Jesus breaks through the lockdown

Meantime, we remember what happened on that Easter Day: Jesus came behind lockdown doors and offered the disciples peace and hope (John 20:19). He showed them the marks of passion which proved his resurrection, but like Mary in the garden (John 20:17), they did not touch him. Yet when he returned he invited Thomas to touch and hold Jesus. The time was right.

It is important to be able to touch and hold others, their bodily presence is as important as emotional and spiritual presence. In the faith, hope and love the risen Christ gives us, we have all three: spiritual faith, emotional hope and loving touch. These three abide, and they abide, as the risen Christ himself does, in us, with us and through us. The ability to touch others again will be restored.

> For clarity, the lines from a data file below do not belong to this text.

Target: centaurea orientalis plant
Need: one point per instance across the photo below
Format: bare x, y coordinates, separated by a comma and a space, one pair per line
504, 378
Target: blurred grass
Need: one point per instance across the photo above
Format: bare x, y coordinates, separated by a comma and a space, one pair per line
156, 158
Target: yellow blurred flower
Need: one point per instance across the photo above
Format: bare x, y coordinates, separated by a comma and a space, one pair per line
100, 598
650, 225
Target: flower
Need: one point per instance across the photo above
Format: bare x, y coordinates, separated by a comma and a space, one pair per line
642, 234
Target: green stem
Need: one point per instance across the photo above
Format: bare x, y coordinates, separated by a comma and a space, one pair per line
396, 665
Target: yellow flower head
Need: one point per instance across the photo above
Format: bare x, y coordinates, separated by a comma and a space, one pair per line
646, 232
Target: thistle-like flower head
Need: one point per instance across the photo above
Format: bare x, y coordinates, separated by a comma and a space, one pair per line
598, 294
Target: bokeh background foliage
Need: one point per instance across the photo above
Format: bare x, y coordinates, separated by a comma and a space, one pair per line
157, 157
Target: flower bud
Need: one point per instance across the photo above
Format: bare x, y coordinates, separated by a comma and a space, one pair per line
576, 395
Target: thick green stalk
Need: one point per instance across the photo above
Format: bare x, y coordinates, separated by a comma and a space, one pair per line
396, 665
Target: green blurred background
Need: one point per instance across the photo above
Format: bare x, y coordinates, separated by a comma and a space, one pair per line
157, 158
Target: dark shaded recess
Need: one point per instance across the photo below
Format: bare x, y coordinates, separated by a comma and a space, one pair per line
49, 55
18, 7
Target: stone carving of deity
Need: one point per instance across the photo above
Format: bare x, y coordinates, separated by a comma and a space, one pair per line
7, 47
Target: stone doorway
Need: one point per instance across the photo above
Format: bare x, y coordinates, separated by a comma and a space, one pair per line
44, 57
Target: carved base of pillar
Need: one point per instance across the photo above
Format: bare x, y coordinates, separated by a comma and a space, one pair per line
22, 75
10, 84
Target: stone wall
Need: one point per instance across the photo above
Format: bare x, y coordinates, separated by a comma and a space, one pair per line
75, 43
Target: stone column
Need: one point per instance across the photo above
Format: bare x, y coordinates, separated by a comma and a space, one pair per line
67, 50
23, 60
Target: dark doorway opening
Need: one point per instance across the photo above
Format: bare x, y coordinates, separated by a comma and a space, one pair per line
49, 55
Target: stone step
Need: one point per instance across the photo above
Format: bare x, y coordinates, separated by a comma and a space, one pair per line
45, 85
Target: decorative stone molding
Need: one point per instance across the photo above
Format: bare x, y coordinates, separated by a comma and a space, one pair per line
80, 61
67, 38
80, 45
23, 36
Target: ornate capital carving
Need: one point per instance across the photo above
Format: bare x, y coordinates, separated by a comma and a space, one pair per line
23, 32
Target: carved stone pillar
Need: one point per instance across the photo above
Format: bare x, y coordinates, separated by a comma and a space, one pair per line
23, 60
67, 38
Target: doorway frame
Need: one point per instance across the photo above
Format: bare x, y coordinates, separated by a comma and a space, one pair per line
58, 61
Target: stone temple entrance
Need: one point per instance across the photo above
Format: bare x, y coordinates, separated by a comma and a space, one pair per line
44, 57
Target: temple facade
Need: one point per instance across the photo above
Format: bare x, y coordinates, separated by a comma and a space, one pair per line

In the meantime we can infect others with faith, hope and love at huge distances, through walls and behind closed doors.

The empty tomb gives us hope to pray for the time when we can fling wide our doors and share our faith again with those whom we can see and touch.

And there is an exit strategy: resurrection life. That is truly Good News for all of us, at home or out and about, inside or out, now and always. For the risen Christ is with us always, to the end of the age (Matthew 28:20).

 

So we are Easter people, and ‘Alleluia’ is our song.

Give us your Easter joy O Jesus, and while we are distanced from others, draw us close to you, that when the doors of our isolation are flung open, we may burst out into a world blossoming with resurrection hope, faith and love. Amen

Gordon Giles will soon be taking up the post of Canon Chancellor at Rochester Cathedral.